Fri. August 17

Music

Russia’s Rock N Roll Riot

Mark Judge Mark Judge

Image of members of Russian punk collective Pussy Riot awaiting trial under armed guard

By now it’s an established fact that the punk revolution of the late 1970s led to a genuine artistic achievement, as the movement and its Do It Yourself (DIY) ethic gave bands like U2, Green Day, and Radiohead the ability to create their own sounds in unique and imaginative ways. Incredibly, punk is still producing exciting art; one of the best bands I’ve heard recently is Neon P*ss. I know, I know–the vulgar names do get tiresome, but a lot of the music is still very cool. It remains one of the joys of life to come across a talented young band and watch them flourish.

Although it puts on an angry and nihilistic face, punk, or the best punk, is about trying to live a virtuous life in a world that often seems compromised by commercialism, war, and a basic lack of integrity. This is the 30th anniversary year of the punk magazine Maximum Rocknroll, and leafing through the anniversary issue it’s clear that punks today value what punks back in the 1970s and 80s valued: honesty, community, art for art’s sake, and real friendship.

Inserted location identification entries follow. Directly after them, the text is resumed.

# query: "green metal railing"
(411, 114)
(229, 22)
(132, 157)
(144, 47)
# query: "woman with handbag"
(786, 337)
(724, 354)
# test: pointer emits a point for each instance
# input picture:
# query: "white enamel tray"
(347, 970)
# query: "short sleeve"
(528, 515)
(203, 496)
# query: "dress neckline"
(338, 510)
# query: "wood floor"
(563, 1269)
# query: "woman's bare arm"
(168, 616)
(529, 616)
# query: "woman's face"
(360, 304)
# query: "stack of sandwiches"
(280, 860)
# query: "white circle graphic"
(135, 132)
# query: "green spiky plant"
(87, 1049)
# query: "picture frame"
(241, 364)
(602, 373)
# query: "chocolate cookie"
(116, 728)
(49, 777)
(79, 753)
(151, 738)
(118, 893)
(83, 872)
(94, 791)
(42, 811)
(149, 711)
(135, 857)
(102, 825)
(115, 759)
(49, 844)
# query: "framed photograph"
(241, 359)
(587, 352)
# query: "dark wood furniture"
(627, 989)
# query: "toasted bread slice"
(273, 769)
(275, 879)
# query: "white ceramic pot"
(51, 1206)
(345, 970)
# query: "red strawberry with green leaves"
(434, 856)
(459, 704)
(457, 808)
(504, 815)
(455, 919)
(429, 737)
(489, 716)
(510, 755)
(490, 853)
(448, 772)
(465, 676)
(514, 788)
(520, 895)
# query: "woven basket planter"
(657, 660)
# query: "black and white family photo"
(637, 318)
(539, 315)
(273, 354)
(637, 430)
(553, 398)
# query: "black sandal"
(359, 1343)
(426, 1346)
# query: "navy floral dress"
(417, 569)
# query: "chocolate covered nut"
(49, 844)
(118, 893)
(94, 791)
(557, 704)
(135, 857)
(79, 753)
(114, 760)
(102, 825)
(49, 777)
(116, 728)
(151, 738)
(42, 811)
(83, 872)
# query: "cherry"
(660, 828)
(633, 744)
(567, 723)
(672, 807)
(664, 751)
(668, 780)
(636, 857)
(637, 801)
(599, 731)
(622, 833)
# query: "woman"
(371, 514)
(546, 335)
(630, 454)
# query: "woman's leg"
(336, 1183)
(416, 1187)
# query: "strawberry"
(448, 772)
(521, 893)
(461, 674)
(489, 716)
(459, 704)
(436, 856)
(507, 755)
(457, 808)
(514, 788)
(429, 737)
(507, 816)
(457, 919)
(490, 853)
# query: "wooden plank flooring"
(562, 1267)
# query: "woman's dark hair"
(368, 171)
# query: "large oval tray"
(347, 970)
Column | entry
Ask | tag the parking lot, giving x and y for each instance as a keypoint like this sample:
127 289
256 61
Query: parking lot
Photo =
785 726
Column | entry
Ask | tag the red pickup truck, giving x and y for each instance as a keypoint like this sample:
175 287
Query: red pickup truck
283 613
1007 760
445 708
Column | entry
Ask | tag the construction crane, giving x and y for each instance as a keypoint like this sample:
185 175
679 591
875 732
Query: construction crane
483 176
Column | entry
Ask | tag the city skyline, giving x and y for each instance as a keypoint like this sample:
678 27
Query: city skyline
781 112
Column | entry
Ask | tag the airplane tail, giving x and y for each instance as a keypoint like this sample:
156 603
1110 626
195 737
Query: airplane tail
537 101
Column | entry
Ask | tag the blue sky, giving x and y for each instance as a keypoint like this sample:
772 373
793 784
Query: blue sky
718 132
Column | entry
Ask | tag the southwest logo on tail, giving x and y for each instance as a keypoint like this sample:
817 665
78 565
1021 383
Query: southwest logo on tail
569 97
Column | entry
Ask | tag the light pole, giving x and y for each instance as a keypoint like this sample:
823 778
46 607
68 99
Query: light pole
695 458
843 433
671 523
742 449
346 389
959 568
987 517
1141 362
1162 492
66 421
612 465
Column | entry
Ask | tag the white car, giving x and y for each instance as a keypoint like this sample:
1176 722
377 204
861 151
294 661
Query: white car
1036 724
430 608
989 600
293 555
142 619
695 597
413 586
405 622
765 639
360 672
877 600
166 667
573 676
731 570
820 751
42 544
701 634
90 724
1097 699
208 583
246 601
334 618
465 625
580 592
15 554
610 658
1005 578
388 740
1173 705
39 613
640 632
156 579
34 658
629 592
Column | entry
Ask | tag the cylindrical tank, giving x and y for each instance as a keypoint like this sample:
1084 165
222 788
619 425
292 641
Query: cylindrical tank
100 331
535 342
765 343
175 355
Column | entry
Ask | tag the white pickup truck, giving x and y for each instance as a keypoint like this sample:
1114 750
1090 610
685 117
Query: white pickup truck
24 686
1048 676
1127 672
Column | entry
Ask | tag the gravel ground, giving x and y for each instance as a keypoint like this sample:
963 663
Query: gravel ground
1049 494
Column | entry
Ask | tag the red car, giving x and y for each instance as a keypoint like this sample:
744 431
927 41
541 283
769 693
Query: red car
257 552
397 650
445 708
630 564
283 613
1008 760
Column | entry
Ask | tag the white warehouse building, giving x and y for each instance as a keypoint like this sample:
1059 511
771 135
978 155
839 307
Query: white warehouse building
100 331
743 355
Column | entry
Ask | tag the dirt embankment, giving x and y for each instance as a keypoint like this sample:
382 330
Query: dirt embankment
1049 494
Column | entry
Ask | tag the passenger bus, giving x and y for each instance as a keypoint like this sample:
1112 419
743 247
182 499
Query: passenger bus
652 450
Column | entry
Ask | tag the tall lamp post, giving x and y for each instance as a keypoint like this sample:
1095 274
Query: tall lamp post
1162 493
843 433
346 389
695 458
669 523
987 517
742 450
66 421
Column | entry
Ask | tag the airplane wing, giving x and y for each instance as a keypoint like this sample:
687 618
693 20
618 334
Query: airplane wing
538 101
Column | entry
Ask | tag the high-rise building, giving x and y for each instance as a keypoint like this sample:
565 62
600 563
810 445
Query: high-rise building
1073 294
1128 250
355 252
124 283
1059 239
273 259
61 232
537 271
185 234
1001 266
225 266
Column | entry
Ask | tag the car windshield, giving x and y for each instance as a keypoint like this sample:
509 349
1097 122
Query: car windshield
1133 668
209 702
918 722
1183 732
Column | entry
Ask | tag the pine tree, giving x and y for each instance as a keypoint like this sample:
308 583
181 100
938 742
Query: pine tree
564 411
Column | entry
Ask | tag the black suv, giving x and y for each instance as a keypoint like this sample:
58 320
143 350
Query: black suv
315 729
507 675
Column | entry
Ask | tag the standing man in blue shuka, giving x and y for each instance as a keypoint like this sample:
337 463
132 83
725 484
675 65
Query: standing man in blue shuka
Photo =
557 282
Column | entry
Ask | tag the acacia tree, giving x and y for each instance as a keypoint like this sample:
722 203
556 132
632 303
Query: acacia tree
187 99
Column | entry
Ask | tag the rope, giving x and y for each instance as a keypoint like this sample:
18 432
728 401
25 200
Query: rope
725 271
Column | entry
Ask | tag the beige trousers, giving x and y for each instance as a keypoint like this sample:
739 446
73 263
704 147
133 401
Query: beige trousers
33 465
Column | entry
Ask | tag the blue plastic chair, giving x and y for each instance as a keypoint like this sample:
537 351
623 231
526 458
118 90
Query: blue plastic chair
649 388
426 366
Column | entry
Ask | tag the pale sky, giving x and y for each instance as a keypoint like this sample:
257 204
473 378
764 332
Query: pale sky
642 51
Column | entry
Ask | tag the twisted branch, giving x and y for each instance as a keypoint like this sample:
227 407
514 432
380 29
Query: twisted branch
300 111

That said, MRR has certainly fallen short in its lack of support for the band P**** Riot, a Russian all-female punk rock collective. Three members of the group were sentenced to two-year prison terms today by a Moscow court for “hooliganism motivated by religious hatred”. This for performing a song at the Cathedral of Christ the Savior which asked Mary, the Mother of God–or  “Theotokos”–to “drive Putin away.”

Maximum Rocknroll has not covered theP**** Riot scandal enough, and that’s a shame, because one thing punk is supposed to prize above all else is truth-telling. Furthermore, there’s also a proud history of punk subversion of communist tyranny. After all, Václav Havel and the leaders of the 1960s revolt against communism in Czechoslovakian were deeply influenced by American rock and roll–particularly the band the Velvet Underground, which was a founding influence on punk. A group of young Czech hippies formed the group the Plastic People of the Universe (named after a Frank Zappa lyric) and were soon banned by the government. A fan of the Rolling Stones, Havel saw and heard in rock and roll “a temperament, a nonconformist state of the spirit, an anti-establishment orientation, an aversion to philistines, and an interest in the wretched and humiliated.”

Partly as a result of their love of the Velvet Underground, Havel and his friends launched “Charter 77,” which called for free artistic expression. The document spread widely through the underground, ultimately making its way to Poland and the Solidarity movement. It is no exaggeration then to say that American rock and roll helped bring down Communism.

Whether that same spirit of freedom can still withstand the challenges posed by the Putin regime remains to be seen.